CSRLab Teplitsa logo CSRLab Teplitsa

The database will be publicaly available in several months with ability to send search queries. We hope that other researchers will be interested in investigating this data and contributing to it hugging_face

We use DynamoDB to store our data. The structure of the database is basically documents of four types: NGOs and their parameters, parameters of thei social networks pages if there are any, collection of post from each of social media page, and collection of respective comments under those posts if there are any.
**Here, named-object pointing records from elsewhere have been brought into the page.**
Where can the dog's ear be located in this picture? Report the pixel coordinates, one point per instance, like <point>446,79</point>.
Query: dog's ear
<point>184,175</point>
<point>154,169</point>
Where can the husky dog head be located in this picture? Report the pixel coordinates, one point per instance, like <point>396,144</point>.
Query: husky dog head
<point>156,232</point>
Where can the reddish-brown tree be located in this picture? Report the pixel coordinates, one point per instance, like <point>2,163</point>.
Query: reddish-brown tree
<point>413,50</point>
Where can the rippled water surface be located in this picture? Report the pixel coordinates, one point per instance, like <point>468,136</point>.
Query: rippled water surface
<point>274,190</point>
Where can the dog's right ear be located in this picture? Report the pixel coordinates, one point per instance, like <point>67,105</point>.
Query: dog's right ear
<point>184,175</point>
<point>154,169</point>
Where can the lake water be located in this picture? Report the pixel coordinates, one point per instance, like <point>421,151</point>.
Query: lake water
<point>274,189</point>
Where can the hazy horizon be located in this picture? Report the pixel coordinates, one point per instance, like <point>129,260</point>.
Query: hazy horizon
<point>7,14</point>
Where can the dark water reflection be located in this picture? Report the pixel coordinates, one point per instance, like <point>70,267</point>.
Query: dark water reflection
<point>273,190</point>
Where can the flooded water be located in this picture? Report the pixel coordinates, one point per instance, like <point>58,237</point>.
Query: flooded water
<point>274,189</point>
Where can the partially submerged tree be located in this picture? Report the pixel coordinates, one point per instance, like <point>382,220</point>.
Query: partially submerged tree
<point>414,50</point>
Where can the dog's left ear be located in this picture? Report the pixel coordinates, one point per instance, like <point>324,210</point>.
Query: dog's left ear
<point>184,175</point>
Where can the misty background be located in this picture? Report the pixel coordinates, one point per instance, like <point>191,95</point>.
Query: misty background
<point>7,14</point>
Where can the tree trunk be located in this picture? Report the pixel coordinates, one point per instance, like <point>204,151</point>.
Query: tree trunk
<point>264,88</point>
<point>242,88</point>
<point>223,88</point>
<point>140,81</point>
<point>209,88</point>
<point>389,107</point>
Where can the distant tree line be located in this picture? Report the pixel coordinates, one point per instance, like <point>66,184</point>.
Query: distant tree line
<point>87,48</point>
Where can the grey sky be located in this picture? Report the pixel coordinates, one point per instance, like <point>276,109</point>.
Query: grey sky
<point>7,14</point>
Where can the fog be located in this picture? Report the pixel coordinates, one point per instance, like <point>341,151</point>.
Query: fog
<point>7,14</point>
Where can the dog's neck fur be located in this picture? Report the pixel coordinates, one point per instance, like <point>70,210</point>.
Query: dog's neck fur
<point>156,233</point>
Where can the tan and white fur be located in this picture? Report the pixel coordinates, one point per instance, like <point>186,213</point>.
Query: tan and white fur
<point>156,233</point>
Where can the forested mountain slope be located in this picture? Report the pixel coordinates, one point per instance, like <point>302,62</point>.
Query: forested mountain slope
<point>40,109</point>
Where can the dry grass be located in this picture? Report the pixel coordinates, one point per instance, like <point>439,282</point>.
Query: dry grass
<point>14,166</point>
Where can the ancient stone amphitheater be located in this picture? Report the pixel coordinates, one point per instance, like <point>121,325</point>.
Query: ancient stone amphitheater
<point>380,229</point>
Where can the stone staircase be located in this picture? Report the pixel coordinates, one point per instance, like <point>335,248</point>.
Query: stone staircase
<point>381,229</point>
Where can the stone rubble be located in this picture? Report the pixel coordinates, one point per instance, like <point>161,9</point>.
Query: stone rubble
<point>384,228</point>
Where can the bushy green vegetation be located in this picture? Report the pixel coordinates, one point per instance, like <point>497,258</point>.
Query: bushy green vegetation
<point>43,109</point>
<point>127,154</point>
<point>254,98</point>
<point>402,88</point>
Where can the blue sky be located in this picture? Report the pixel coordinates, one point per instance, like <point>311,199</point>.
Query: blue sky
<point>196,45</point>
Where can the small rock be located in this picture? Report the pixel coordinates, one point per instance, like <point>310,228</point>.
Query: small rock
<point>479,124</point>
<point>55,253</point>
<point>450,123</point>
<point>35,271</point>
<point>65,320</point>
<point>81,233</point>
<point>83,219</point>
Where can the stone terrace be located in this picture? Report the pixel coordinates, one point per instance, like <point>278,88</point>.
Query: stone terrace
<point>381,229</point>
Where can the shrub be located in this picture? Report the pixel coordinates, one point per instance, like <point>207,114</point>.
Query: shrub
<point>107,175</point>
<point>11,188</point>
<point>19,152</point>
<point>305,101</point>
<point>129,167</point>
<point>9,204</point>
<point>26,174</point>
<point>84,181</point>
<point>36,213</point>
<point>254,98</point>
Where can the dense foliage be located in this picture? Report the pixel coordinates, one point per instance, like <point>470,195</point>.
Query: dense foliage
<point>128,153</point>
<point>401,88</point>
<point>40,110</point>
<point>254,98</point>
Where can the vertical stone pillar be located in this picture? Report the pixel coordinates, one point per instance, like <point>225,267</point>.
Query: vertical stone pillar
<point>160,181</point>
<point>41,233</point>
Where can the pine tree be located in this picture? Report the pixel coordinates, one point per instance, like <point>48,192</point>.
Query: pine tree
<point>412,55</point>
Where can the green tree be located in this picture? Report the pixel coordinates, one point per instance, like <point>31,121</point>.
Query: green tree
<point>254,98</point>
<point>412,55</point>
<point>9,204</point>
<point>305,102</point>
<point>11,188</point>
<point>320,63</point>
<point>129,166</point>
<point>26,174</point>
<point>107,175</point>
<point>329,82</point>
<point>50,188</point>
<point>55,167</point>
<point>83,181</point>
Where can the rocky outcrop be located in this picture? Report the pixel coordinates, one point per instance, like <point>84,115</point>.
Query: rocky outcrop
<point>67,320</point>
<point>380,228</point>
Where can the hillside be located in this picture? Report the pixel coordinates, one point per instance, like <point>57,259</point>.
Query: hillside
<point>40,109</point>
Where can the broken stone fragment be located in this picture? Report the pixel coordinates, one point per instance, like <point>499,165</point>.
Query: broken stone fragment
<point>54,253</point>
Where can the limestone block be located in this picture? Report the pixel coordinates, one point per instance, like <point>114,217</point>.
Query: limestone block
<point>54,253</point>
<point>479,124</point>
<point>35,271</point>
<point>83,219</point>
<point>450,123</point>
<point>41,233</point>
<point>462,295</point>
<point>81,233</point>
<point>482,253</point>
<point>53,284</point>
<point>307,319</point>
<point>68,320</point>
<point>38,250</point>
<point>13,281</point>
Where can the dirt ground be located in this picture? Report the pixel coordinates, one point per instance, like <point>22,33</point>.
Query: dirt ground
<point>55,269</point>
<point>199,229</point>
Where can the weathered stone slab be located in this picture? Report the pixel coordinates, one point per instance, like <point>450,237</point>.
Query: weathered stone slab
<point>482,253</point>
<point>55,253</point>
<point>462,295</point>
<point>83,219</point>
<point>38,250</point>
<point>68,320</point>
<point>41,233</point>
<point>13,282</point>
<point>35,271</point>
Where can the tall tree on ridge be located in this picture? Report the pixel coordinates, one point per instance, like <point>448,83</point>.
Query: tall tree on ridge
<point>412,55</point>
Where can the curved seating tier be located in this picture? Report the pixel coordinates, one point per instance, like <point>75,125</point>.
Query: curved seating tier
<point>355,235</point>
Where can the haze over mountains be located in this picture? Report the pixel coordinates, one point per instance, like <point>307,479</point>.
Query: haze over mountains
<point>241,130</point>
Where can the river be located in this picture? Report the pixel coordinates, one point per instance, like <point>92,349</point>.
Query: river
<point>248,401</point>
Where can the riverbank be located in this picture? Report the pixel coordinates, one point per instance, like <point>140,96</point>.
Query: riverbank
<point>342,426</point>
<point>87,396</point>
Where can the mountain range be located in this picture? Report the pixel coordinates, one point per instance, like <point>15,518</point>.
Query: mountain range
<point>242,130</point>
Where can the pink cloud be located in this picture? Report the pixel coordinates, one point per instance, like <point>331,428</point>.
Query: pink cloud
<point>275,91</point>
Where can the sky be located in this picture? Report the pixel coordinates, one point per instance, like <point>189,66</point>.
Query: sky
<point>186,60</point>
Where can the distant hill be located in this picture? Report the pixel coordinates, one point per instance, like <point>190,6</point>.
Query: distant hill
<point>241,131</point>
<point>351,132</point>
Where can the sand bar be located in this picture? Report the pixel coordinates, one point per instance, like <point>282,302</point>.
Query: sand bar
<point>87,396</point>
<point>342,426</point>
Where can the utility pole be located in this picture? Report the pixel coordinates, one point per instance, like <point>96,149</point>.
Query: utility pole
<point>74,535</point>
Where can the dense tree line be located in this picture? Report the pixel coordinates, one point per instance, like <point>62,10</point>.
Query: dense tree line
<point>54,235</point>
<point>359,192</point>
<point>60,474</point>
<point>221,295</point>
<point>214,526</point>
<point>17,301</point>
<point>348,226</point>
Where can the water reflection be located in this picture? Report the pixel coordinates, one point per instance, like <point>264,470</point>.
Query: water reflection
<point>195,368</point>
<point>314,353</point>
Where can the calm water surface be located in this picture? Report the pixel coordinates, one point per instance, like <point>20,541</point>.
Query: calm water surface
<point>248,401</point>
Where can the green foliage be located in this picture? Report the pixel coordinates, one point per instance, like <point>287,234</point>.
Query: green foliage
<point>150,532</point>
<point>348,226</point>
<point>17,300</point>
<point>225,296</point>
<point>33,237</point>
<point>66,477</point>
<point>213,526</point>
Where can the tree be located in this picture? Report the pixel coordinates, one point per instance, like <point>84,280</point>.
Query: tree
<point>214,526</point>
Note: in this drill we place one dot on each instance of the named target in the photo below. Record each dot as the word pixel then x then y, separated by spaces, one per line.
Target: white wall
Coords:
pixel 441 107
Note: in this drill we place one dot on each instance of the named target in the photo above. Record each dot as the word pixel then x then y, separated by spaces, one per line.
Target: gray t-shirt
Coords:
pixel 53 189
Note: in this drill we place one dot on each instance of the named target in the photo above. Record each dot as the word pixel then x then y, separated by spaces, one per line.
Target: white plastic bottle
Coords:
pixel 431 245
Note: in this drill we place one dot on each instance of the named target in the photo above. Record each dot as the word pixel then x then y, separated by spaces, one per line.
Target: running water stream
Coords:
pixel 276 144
This is the first version of the schema (which is indicated by schema_version parameter), it can be updated later.

NGOs collection

{ _id : ObjectId(123),
 ogrn : int,
 <seo parameters>:,
 organisation_name: str,
 hostings_over_time:  [
	{timestamp :, country:, ...},
	{timestamp :, country:, ...},
],
 web_archive_snaps: [
	{timestamp :, snapshot:, ...},
],
 hosting_country_changes: int,
 schema_version: 1,
 social_networks: [
	timestamp: [vk: {}, telegram: {}],
	timestamp: [
			vk: {_id,
				link,
				page_title,
				members,
				diff_members,
			       overall_posts_all_time,
				overall_posts_this_month,
				post_per_month  (keep this value through versions),
mean_comments,
mean_views,
mean_likes,
overall_comments (increment each month),
comments_per_post,
... (all except for the actual texts)
			},
			inst: {_id, link, ...},
			facebook: {_id, link, ...},
			telegram: {_id, link, ...}
		]
]
 ...
}

Social Networks collection

{ _id : ObjectId(123),
 type: vk\inst\tg\fb,
 link: website url,
 org_name: (page_title > official name),
 number_of_posts: >11  (if less use embedding)
 posts: [_post_id,
	     _post_id,
	     ...]
 number_of_comments: >11 (if less use embedding),
 comments: [_comment_id,
		    _comment_id,
		    ...] 
}

Posts collection

{ _id : ObjectId(1234),
 type: vk\inst\fb\tg
 text:,
 media: bool,
 link_to_media: do we want to save it??,
 number_of_likes:,
 number_of_views:,
 number_of_reposts:,
 number_of_comments:,
 comments ???: [_comment_id,
                _comment_id]
 }

Comments collection

{ _id : ObjectId(1234),
 type: vk\inst\fb\tg
 text:,
 media: bool,
 link_to_media:,
 number_of_likes:,
 number_of_replies:,
....
}